The instructions on the AWS site are pretty good.
Don't add an A record at Namecheap; only add a set of NS records as
directed. Note that we are _not_ doing a domain (registrar) transfer, only
subdomain name server redirection. The instructions do not cover this
case, but if you have an understanding of DNS, it's not hard.

## Keeping track of metadata

Copy files to S3 using the `aws s3 cp` and `aws s3 sync` commands.
An unfortunate aspect of these commands is that
they do not preserve file modification date/time metadata. It is
useful to get the file write dates correct in each directory's
index.html.

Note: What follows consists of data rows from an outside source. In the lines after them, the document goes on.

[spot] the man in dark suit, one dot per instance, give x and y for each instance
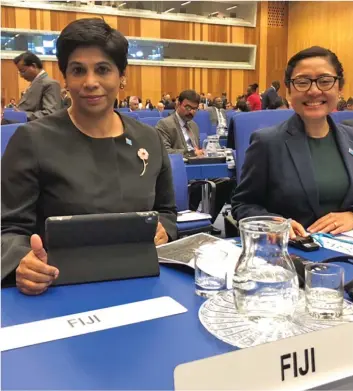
(180, 134)
(42, 97)
(270, 95)
(217, 113)
(348, 122)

Therefore a script is provided for maintaining this
metadata.

The write dates are stored in a file `.write_dates.json` in each
directory and is updated using the `capture_write_dates.py` script in
either of two ways:

* `.write_dates.json` can be generated afresh from a local mirror of
a directory on the files.opentreeoflife.org web site, when it is
absent or when the `--refresh` flag is given.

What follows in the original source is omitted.